Father Eugene Sheehy (25 December 1841 – July 1917) was a priest, president of the local branch of the Irish National Land League at Kilmallock, and founder member of the Gaelic Athletic Association. He was known as the "Land League priest", and his activities landed him in prison. He educated Éamon de Valera who went on to be president of Ireland.

== Life ==

Eugene Sheehy was born in Broadford, County Limerick, Ireland, son of Richard Sheehy and Johanna Shea, brother of Mary Sheehy and David Sheehy. He was the uncle of Hanna Sheehy Skeffington and Eugene Sheehy. He was educated at Mungret College, Limerick, and later studied for the priesthood at the Irish College in Paris. He was a distant cousin of John Fitzgerald Kennedy through Kennedy's maternal Grandmother Mary Assumpta Hickey, who was descended from a member of the Sheehy family.

== Arrest ==

Sheehy was a forceful and patriotic individual whose involvement in the Land League put him in contention with the local magistrate, Clifford Lloyd. He was arrested on 20 May 1881 for his speeches and put in prison until September.
Clifford Lloyd, described the scene in his book 'Ireland under the Land League': I shall never forget the scene as he proceeded up the street. The people fell upon their knees as he passed and seized his hands and the skirts of his clothes, while begging his blessing before he left them.

He was said to have been a member of the Irish Republican Brotherhood, may have been on its executive committee, and was certainly in the confidence of the leaders.

He was interned first in Naas Jail and later transferred to Kilmainham Gaol, where he joined Parnell, Davitt, Dillon and the other 'suspects'.

== Continued activities ==

In November 1881, Sheehy visited the United States, where his activities included the making of a speech at the Cooper's Union in New York and attending the Irish National convention in Chicago on a fund raising and awareness raising tour.

Sheehy was at the meeting in Thurles when the Gaelic Athletic Association was founded in 1884; a photograph taken on that day shows him in the group which contained Davitt, Cusack, Power and MacKay

Also in 1884, Fr. Sheehy spoke to a large crowd in Knockaderry, Limerick on the topic of Irish independence which was reported in New Zealand.

In 1886, he replaced Father James Enraght as P.P. of Bruree. That same year he went in Galway to oppose the election of Captain O'Shea and supported Parnell.

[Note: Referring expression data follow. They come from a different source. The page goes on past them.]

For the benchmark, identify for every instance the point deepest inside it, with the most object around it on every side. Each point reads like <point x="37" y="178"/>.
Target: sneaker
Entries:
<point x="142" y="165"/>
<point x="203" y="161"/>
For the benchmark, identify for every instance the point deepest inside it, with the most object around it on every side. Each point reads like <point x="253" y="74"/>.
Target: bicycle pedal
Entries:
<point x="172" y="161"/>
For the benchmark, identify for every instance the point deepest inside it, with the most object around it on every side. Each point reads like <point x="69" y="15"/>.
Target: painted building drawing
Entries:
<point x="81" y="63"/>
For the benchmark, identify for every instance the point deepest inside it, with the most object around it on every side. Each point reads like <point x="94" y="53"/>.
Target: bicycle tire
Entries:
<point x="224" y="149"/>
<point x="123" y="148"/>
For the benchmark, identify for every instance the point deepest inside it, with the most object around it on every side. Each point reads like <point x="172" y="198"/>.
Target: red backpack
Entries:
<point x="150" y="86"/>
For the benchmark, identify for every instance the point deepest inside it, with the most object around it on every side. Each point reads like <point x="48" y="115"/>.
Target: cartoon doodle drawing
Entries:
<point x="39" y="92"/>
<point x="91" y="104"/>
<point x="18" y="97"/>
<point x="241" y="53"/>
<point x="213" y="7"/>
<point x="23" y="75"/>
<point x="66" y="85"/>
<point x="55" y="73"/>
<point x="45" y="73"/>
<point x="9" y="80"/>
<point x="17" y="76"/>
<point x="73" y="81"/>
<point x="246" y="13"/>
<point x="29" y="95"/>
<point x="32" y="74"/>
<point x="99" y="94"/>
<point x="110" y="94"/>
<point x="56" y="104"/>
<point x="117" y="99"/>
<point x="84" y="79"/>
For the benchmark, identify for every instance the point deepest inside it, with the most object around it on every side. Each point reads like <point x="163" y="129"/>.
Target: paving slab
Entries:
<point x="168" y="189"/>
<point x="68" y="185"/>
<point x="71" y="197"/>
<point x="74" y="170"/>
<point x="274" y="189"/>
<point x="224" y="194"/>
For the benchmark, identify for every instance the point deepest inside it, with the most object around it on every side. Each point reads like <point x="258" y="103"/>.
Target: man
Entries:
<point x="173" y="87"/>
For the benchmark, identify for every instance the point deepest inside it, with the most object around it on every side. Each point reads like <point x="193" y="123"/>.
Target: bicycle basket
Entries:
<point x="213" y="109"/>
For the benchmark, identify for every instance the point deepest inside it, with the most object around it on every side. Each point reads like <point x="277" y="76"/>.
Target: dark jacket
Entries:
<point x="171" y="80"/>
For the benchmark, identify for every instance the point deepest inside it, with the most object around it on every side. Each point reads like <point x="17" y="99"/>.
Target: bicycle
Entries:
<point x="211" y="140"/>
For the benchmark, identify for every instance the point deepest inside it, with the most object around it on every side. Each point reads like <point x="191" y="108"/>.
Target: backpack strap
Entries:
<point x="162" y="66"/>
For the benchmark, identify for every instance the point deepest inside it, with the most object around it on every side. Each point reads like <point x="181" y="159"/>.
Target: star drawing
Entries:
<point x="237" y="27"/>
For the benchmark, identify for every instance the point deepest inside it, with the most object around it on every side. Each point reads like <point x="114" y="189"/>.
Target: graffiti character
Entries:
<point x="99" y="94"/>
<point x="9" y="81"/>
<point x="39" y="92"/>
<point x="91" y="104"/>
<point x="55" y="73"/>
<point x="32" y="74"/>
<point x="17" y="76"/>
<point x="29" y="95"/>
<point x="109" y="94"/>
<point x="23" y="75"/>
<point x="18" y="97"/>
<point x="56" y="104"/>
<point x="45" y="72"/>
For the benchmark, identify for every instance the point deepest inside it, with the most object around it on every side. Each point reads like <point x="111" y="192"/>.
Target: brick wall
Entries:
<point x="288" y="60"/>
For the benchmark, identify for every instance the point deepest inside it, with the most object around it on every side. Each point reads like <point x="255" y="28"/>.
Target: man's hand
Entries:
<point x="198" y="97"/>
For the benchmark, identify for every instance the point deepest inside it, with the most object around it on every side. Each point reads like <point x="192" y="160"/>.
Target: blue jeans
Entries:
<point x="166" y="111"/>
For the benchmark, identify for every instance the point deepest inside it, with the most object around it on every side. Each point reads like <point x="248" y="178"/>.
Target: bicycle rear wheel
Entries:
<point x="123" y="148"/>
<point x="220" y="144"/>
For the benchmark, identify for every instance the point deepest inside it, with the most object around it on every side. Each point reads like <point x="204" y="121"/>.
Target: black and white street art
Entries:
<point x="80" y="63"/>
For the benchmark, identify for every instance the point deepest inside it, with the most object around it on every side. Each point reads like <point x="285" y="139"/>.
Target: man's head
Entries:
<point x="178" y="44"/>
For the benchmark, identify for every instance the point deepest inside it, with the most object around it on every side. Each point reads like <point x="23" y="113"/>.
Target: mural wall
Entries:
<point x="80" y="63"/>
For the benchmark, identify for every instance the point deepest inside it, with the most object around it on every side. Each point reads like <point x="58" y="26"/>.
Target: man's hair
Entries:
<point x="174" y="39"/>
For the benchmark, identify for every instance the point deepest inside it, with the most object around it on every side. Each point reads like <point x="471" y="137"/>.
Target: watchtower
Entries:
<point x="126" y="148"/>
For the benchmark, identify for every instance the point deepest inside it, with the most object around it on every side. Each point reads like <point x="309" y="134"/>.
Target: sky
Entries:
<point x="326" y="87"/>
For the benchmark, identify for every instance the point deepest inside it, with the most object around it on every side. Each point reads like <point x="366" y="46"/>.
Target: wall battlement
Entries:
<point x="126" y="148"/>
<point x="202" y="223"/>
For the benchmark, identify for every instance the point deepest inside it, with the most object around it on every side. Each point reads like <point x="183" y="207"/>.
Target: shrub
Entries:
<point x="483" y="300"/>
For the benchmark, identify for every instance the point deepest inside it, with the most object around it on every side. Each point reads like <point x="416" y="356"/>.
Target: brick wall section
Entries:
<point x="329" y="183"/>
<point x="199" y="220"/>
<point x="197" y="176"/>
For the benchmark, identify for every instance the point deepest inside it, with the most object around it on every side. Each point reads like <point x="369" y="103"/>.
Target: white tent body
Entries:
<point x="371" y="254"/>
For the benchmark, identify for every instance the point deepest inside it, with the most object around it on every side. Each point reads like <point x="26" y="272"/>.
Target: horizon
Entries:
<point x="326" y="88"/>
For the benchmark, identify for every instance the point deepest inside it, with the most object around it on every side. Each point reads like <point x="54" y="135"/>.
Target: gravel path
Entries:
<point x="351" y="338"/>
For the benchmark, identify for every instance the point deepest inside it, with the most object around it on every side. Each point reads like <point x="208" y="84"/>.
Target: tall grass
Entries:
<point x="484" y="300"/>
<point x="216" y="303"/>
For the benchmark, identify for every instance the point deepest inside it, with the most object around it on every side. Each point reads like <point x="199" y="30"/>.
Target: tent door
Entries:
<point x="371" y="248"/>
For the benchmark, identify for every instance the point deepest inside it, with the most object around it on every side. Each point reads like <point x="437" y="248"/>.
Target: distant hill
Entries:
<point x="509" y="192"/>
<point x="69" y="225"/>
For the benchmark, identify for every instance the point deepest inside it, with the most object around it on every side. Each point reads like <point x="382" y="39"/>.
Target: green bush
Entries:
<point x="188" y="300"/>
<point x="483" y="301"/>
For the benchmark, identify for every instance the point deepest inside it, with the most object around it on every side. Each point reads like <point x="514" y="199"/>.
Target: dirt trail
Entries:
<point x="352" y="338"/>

According to his niece, Hanna Sheehy Skeffington, the famous phrase attributed to Parnell and engraved on his statue was first spoken by Father Sheehy at a banquet in Cork (where Parnell and himself were photographed together). During the evening Father Sheehy said 'No man has a right to set bounds to the onward march of a nation', and Parnell was struck by the phrase and made it his own.

When "the Split" came in 1890, however, Fr. Sheehy was opposed to Parnell's leadership, in line with the position of the Catholic hierarchy.

== Later life ==
In 1900, he retired from his parish and moved to Dublin. He was in the city during the Easter Rising in 1916, and was present in the GPO, where he gave spiritual aid to the Volunteers.

There is a photo of him with his niece available at the National Library of Ireland.

He died the following year aged 76. One of his last utterances was: – 'I am sorry that I did not die with Tom Clarke.' He was buried in Glasnevin Cemetery.